La Spagna è scossa da un nuovo scandalo. Bankia, la banca nata dalla seconda più grande cassa di risparmio del Paese (Caja Madrid), come si sa ora è pubblica. Il piano di salvataggio del 2011 ha infatti portato alla nazionalizzazione e il controllo da parte dello Stato ha reso possibile sapere che 86 dirigenti della banca, per sette anni, hanno avuto a disposizione carte di credito “opache” per il fisco con spese per 15 miliardi di euro. Una cifra alta, ma comunque inferiore ai 22 miliardi utilizzati per il salvataggio. Sicuramente più elevata è l’indignazione sociale: le persone che hanno ricevuto questo denaro non avevano alcuna cultura finanziaria, ma aveva ricevuto le carte di credito per il semplice fatto di appartenere a importanti partiti politici e sindacati. Tutto questo succedeva negli anni in cui la banca ha utilizzato le risorse degli investitori in modo quasi fraudolento arrivando a un default tecnico.
È logico quindi che ci sia un forte malessere di fronte alla “festa del denaro” cui solo pochi hanno partecipato. Ma la reazione di “indignazione morale” contro quella che alcuni chiamano “casta” non basta. Conviene cercare di comprendere le ragioni di fondo del caso. Siamo di fronte alla dissociazione tra economia finanziaria ed economia reale. Solo così si comprendono certe “allegrie”. Alcuni sono convinti che questo “divorzio” sia cominciato con la fine del sistema monetario di Bretton Woods, quando negli anni ‘70 il dollaro ha smesso di essere la moneta di riferimento.
Negli anni ‘80 è quindi cominciata una globalizzazione fondamentalmente finanziaria. Con la caduta del Muro di Berlino, Clinton si è sentito legittimato ad avviare una deregolamentazione del sistema finanziario che ha creato un’industria bancaria sempre più speculativa. Le finanze, necessarie a superare i limiti del presente, si sono dedicate alla commercializzazione di un tempo svincolato dal sistema produttivo: il cancro ha rapidamente minato le banche di tutto il mondo.
Dopo lo scoppio della crisi, gli Stati Uniti hanno lavorato per risanare gli enti finanziari colpiti dalla sbornia del denaro. L’Europa è stata costruita dall’alto e ha una moneta comune, ma non un supervisore unico del sistema finanziario. Per questo il problema si è espando. Solo a partire dal prossimo novembre, con l’entrata in vigore dell’Unione bancaria, la Bce supervisionerà con gli stress test la solvenza di 120 banche.
Lo scandalo delle “carte nere” è venuto a galla perché alla Spagna, in cambio dei 40 miliardi ricevuti per le operazioni di salvataggio, è stata imposta la massima trasparenza da parte degli altri paesi europei.
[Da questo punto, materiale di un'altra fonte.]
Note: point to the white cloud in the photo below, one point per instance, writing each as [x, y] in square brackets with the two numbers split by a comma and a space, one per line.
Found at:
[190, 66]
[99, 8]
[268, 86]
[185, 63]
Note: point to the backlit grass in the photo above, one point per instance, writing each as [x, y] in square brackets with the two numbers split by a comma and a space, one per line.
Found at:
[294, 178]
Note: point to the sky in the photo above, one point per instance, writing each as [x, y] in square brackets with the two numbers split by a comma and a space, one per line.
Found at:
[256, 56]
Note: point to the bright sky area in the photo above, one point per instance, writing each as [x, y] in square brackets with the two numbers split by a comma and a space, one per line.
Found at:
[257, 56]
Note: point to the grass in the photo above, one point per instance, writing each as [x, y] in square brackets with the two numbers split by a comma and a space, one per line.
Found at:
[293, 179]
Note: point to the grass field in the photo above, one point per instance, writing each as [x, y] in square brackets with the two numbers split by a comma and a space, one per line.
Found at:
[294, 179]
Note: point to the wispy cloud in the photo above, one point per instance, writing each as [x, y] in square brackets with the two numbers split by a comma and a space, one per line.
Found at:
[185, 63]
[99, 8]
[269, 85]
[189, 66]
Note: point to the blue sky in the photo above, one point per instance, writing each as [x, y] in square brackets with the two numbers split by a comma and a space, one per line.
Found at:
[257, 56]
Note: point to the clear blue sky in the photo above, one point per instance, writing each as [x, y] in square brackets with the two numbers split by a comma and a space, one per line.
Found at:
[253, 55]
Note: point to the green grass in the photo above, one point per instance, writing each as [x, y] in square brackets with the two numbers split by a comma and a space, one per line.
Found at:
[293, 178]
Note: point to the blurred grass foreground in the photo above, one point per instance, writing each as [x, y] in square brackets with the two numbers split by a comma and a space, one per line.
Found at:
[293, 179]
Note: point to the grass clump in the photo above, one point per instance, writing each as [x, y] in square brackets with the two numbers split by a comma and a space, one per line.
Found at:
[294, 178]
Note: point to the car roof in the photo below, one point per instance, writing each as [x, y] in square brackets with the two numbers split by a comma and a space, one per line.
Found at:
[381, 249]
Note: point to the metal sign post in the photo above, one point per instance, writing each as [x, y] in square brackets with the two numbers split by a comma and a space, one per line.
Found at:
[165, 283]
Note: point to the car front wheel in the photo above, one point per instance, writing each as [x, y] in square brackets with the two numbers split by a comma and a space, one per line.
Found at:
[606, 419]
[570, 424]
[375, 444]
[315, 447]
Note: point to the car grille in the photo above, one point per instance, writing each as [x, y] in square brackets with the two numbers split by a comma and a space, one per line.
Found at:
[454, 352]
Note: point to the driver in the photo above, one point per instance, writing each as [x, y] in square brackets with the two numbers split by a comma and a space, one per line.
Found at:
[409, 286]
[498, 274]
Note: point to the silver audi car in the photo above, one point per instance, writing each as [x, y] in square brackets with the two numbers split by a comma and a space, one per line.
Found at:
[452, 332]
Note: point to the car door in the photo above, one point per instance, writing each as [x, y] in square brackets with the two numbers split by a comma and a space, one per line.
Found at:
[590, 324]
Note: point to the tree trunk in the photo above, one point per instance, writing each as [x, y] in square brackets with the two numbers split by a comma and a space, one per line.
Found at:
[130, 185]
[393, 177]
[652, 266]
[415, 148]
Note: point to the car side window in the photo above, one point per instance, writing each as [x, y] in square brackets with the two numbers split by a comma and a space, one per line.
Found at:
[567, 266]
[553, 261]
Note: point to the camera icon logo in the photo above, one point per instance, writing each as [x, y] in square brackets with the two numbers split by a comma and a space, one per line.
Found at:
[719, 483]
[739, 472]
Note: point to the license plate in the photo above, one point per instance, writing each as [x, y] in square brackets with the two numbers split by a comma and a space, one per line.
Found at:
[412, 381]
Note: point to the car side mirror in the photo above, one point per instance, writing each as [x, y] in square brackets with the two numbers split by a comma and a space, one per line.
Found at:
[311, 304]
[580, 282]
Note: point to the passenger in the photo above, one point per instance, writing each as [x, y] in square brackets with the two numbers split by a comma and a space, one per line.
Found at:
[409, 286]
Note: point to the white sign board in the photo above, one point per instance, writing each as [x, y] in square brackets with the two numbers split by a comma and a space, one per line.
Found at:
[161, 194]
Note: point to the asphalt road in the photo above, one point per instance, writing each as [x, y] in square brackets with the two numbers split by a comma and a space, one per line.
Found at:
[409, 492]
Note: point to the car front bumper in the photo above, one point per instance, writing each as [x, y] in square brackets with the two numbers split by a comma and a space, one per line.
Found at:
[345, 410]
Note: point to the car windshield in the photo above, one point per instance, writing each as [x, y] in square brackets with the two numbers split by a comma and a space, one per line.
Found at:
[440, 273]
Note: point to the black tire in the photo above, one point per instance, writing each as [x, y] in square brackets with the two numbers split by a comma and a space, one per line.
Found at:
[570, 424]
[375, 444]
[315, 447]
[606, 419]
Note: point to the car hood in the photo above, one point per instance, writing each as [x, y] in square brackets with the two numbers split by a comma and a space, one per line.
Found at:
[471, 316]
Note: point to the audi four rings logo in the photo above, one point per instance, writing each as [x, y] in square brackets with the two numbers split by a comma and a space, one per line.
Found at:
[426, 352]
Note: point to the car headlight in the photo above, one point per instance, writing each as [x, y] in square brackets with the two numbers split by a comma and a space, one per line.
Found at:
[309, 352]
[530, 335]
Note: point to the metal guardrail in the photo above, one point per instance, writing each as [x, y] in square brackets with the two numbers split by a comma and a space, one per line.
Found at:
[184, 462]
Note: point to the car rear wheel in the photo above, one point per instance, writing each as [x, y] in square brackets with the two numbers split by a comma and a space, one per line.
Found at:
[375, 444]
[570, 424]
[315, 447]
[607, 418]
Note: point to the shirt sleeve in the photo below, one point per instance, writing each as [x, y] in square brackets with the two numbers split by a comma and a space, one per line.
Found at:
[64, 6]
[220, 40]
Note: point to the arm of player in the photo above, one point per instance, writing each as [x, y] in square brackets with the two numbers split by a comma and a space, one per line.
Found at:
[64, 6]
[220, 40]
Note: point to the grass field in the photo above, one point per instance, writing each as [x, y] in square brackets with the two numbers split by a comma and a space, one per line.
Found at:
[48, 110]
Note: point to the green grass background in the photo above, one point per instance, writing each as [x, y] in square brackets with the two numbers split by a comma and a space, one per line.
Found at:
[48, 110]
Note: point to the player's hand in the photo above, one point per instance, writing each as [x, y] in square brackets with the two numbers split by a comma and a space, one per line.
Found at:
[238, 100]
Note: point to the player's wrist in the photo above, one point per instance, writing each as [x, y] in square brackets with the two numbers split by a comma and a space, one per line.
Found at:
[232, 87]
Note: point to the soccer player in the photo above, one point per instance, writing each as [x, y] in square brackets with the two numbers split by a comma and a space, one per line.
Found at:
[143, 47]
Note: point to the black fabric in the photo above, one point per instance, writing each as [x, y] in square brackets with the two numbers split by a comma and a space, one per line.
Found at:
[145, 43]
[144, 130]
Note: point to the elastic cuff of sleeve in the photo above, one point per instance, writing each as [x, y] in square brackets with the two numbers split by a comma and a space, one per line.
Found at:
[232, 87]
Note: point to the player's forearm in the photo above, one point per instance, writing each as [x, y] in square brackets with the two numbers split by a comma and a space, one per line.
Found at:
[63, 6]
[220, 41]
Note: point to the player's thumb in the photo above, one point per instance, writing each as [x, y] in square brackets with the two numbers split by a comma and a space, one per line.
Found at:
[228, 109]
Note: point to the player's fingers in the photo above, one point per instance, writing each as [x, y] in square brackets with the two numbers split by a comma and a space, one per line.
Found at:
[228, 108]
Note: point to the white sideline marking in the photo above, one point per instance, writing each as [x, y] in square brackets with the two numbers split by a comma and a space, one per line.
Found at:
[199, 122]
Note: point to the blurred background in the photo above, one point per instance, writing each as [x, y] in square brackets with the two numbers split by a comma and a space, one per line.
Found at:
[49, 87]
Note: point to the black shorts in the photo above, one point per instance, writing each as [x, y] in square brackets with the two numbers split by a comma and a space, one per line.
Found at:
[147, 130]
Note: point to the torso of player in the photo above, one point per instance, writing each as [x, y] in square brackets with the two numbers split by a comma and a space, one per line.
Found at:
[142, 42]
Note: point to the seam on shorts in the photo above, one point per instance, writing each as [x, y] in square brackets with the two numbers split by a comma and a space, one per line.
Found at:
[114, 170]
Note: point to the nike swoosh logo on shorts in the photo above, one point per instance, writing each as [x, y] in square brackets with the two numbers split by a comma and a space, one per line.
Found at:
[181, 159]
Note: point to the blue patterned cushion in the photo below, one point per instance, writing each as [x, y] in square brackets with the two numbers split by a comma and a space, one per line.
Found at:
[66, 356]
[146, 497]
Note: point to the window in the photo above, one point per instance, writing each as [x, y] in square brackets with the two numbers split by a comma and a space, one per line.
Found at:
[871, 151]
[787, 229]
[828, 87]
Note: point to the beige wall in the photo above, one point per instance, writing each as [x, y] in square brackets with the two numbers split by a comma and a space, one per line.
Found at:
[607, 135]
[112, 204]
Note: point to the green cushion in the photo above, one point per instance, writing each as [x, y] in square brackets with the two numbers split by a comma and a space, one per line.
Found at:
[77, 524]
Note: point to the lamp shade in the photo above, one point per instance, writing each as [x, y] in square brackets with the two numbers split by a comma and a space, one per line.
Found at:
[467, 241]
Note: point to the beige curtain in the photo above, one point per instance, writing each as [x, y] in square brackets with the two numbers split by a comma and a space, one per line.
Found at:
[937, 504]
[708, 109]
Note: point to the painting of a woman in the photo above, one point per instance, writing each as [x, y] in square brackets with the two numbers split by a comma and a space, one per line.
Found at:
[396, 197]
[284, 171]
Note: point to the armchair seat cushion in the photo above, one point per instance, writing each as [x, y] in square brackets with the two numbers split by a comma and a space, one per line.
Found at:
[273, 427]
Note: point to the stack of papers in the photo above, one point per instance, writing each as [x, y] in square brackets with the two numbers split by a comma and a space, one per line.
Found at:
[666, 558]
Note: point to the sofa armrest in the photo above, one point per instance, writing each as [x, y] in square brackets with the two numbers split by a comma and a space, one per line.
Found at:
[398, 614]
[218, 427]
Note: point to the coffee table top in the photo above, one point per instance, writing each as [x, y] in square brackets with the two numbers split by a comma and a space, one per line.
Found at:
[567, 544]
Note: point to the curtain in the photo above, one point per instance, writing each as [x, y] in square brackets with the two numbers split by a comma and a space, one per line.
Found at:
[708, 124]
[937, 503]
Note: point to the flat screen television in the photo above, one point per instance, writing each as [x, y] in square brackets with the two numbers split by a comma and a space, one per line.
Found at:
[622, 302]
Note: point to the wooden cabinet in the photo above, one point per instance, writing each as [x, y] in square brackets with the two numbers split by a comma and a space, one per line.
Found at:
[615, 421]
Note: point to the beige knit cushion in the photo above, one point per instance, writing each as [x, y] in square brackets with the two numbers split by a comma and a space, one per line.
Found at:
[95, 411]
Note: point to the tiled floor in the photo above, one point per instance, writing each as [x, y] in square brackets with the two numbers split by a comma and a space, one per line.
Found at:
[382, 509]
È quindi diventato evidente come le casse di risparmio, istituzioni nate dal basso grazie all’iniziativa della società, siano state “colonizzate” da partiti e sindacati. La supervisione e il controllo del denaro sono necessari perché l’orgia finanziaria possa terminare. Ma il problema di fondo, come spesso accade, è culturale.
La concezione liberale dell’uomo, che ha un’immagine negativa dello stesso, sostiene che il mercato “purifica” gli interessi egoistici per trasformarli in guadagni per tutti. Questo pensiero, portato all’estremo, è ossessionato dalla massimizzazione del profitto, senza alcun legame con il futuro, con la creazione dell’impresa e con la ricchezza reale. La crescita che tanto vogliamo può arrivare solamente da una maggior liberalizzazione del mercato o da una regolazione dello stesso.
C’è anche un’altra concezione più realista, che tiene maggiormente in considerazione i fattori in gioco, che riconosce all’origine di tutta l’attività umana una gratuità ultima e che ritiene che tutti siamo in relazione. Si tratta di un approccio che migliora la capacità di intraprendere, di trasformare la realtà per creare ricchezza sostenibile. Sotto questo prisma le finanze smettono di essere fine a se stesse.
Ci si lamenta che la gente ruba. Ma, in questo contesto, insistere sull’etica non serve a molto e porta frustrazione. La coerenza morale è sempre impossibile. Solamente grazie a un’educazione e a un’esperienza in cui è presente un’altra forma più attrattiva di creare ricchezza si può superare la naturale inclinazione a partecipare alla festa del denaro che tanti danni ha provocato. La vera festa è quella della vita, del lavoro, di una ricchezza reale e condivisa.